On Fri, May 30, 2008 at 3:38 PM, seth vidal <skvidal@xxxxxxxxxxxxxxxxx> wrote:Simo's point still holds though. What you've described above is a better
reason to have not designed nm around dbus not a reason why we should be
okay with our network services going away when we restart dbus.
If you want your operating system to be held together with shell script, duct tape, and ad-hoc use of Unix domain sockets that's cool, I'd rather have a reliable and stable system.
Let me reply with something a little less antagonistic - it's just frustrating because everyone sees "Oh another daemon, let me reboot it" and blames application developers, when it's just too hard of a problem to deal with.

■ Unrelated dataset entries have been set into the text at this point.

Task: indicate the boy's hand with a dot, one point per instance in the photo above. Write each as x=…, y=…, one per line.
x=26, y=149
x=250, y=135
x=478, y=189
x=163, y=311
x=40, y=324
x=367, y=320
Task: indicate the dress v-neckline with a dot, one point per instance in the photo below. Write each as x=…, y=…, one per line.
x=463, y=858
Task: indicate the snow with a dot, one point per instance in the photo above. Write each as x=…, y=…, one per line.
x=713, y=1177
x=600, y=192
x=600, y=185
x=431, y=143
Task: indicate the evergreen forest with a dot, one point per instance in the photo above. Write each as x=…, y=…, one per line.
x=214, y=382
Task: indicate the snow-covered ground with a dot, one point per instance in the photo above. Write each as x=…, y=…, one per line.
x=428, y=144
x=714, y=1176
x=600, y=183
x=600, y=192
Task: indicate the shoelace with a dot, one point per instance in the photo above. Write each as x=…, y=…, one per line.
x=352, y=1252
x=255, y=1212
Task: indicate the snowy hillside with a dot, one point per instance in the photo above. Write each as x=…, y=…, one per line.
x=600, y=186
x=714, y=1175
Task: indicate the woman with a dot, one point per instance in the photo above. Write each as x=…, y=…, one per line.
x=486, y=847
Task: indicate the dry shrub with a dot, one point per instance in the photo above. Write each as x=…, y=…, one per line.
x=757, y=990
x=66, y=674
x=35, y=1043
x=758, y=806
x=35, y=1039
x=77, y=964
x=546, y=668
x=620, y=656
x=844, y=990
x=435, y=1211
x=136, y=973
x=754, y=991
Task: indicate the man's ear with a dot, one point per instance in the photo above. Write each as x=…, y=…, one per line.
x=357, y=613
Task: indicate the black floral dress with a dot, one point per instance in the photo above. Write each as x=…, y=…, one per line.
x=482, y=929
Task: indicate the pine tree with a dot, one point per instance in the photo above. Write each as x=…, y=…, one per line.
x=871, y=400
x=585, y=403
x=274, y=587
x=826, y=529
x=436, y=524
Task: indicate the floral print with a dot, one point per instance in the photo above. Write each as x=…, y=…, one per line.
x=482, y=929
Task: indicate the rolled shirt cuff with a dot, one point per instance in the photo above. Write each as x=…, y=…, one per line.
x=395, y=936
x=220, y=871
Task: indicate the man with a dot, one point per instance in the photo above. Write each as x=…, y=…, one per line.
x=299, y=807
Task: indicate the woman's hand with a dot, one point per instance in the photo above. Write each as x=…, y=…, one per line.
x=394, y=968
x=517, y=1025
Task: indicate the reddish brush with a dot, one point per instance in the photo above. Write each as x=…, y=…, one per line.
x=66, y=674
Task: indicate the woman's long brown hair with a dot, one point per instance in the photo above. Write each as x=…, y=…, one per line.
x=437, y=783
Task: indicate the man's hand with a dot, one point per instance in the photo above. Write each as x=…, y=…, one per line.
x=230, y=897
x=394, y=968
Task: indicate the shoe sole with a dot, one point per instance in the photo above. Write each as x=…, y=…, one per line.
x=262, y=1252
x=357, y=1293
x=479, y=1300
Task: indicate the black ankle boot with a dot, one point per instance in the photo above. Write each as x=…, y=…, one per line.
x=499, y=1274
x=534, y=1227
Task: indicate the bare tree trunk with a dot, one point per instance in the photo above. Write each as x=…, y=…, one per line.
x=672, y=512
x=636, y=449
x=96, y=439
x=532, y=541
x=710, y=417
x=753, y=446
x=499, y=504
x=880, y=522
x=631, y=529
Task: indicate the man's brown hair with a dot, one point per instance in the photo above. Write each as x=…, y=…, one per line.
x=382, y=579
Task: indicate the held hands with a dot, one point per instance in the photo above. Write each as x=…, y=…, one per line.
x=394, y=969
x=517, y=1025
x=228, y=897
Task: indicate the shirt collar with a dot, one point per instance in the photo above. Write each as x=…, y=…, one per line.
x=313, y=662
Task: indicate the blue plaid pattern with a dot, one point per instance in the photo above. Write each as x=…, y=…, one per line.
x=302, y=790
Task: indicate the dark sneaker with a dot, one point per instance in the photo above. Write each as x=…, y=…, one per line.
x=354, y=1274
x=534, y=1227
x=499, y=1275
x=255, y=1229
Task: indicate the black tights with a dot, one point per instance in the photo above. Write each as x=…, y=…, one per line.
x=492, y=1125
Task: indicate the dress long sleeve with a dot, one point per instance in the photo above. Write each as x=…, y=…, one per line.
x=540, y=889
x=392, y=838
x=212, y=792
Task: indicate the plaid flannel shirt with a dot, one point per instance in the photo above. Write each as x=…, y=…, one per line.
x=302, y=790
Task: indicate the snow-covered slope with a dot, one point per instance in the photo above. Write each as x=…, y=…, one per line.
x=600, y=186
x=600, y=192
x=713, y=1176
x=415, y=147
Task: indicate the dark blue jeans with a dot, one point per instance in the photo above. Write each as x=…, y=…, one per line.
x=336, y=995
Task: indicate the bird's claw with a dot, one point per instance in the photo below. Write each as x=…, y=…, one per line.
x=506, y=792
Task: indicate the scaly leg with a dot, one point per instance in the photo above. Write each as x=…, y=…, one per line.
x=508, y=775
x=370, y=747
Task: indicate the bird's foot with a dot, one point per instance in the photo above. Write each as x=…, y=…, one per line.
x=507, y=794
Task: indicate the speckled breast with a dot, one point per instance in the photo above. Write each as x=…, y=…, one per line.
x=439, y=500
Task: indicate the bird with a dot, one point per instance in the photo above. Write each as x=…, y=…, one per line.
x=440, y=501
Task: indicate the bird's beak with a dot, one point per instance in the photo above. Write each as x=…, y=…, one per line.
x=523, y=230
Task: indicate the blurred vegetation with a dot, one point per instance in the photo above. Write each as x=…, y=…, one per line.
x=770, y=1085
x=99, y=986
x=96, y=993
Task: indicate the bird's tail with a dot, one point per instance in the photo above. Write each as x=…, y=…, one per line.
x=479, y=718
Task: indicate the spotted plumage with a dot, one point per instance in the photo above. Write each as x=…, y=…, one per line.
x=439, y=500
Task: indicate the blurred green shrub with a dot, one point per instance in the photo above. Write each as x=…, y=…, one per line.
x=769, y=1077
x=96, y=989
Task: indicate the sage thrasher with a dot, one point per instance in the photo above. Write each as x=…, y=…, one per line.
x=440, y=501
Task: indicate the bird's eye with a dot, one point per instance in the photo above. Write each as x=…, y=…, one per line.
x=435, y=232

DBus actually shares a lot of similarities with SCTP (http://en.wikipedia.org/wiki/Stream_Control_Transmission_Protocol); it's a realization that message-oriented (as opposed to stream-oriented) is fundamentally more useful to applications. DBus just happens to be implemented in userspace, but that doesn't mean it's just another daemon, any more than TCP stacks that live in userspace in some old operating system designs could just be restarted at any time without any obvious side effects on the system.
Speaking of userspace kernel integration, I'd be pretty surprised if you could reliably stop the fuse service too; given all the discussion about nearly unfixable race condititons in rmmod that have (http://lwn.net/Articles/31474/).
Auditing every program and making them able to cleanly support restarts of system services like HAL, NetworkManager, and PackageKit would be a huge task, for similar reasons because these services build up state. It might sort of work most of the time, but what you *really* do not want is for the system to sometimes break when the user plugs in a USB key when the background package upgrade happened to restart the bus at just the wrong time.